Ingredients and Weight:
- 1 large doodhi (bottle gourd), peeled and diced (1 kg)
- 2 cups white chickpeas, soaked overnight (300 g)
- 1 onion, chopped (150 g)
- 2 tomatoes, chopped (250 g)
- 1 teaspoon ginger-garlic paste (15 g)
- 1 teaspoon red chili powder (5 g)
- 1 teaspoon coriander powder (5 g)
- 1 teaspoon cumin powder (5 g)
- 1 teaspoon garam masala (5 g)
- 2 tablespoons vegetable oil (30 ml)
- 1/2 cup chopped fresh cilantro (5 g)
- Salt to taste
Preparation Time:
30 minutes
Cooking Time:
30-35 minutes
Difficulty Level:
2 (Easy)
Preparation Method Steps:
- In a large pot, add the chickpeas, onion, tomatoes, ginger-garlic paste, red chili powder, coriander powder, cumin powder, and salt. Pour enough water to cover the chickpeas and bring to a boil.

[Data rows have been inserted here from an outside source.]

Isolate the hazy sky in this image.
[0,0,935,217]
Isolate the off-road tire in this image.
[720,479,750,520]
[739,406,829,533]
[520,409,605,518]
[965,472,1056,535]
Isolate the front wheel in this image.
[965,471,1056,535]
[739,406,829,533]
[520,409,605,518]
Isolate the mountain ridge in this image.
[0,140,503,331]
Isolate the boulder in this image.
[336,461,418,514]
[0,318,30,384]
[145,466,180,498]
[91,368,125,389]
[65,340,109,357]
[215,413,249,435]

- Reduce heat to low, cover, and simmer for 20-25 minutes, or until the chickpeas are tender.
- Heat the vegetable oil in a separate pan over medium heat. Add the diced doodhi and sauté for 10-12 minutes, until slightly browned.
- Add the sautéed doodhi to the chickpeas and bring to a boil.

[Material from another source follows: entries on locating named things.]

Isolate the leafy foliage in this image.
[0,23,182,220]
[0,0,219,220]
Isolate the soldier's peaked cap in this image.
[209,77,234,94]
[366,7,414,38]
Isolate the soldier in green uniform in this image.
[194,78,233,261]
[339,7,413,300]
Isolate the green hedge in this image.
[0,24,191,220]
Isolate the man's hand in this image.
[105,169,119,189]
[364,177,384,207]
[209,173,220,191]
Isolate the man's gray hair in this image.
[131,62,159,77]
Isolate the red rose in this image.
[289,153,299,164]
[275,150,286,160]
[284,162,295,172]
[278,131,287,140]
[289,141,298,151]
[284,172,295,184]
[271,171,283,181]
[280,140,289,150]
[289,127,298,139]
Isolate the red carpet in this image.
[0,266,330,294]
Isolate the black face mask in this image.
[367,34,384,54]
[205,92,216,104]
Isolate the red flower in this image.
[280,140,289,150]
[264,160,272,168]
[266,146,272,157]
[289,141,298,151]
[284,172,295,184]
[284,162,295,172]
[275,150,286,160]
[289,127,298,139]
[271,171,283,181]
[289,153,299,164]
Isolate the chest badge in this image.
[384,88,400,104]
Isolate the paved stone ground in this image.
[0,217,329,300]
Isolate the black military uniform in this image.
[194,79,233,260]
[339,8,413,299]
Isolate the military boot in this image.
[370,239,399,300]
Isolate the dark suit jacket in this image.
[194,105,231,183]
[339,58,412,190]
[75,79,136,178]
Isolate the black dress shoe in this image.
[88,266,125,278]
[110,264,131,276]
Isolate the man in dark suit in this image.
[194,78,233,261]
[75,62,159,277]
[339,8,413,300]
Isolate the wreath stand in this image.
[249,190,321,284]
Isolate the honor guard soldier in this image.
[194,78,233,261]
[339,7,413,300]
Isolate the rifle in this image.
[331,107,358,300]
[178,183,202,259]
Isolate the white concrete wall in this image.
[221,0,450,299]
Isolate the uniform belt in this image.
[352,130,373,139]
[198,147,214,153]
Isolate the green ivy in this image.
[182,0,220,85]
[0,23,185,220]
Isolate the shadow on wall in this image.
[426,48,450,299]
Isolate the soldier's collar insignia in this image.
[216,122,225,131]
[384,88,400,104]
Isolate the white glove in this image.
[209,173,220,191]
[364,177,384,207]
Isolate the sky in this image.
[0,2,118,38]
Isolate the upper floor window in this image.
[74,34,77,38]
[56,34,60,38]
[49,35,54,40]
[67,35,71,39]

- Reduce heat to low, cover, and simmer for 10-15 minutes more, or until the doodhi is tender and the sauce has thickened.
- Stir in the garam masala and chopped cilantro.
Nutritional Information:
Per serving (1/8 of the recipe):
- Calories: 250
- Carbohydrates: 40 g
- Protein: 15 g
- Fat: 10 g
Dish Characteristics:
- Creamy and flavorful curry
- Mildly spicy and aromatic
- Perfect for a vegetarian or vegan meal
- Can be served with rice, bread, or roti
User Comments:
- "This dish is absolutely delicious! The doodhi and chickpeas are perfectly cooked and the flavors are amazing." - John, New York City
- "I love how healthy and satisfying this curry is. It's a great way to get your vegetables in." - Sarah, California
- "The perfect comfort food on a cold night. The spices are warm and comforting, and the doodhi adds a lovely sweetness." - Emily, Minnesota
Special Precautions and Tips:
- To save time, you can use canned chickpeas instead of dried ones. Rinse them thoroughly before using.
- If you don't have doodhi, you can substitute it with zucchini or yellow squash.
- Adjust the amount of red chili powder to your desired spice level.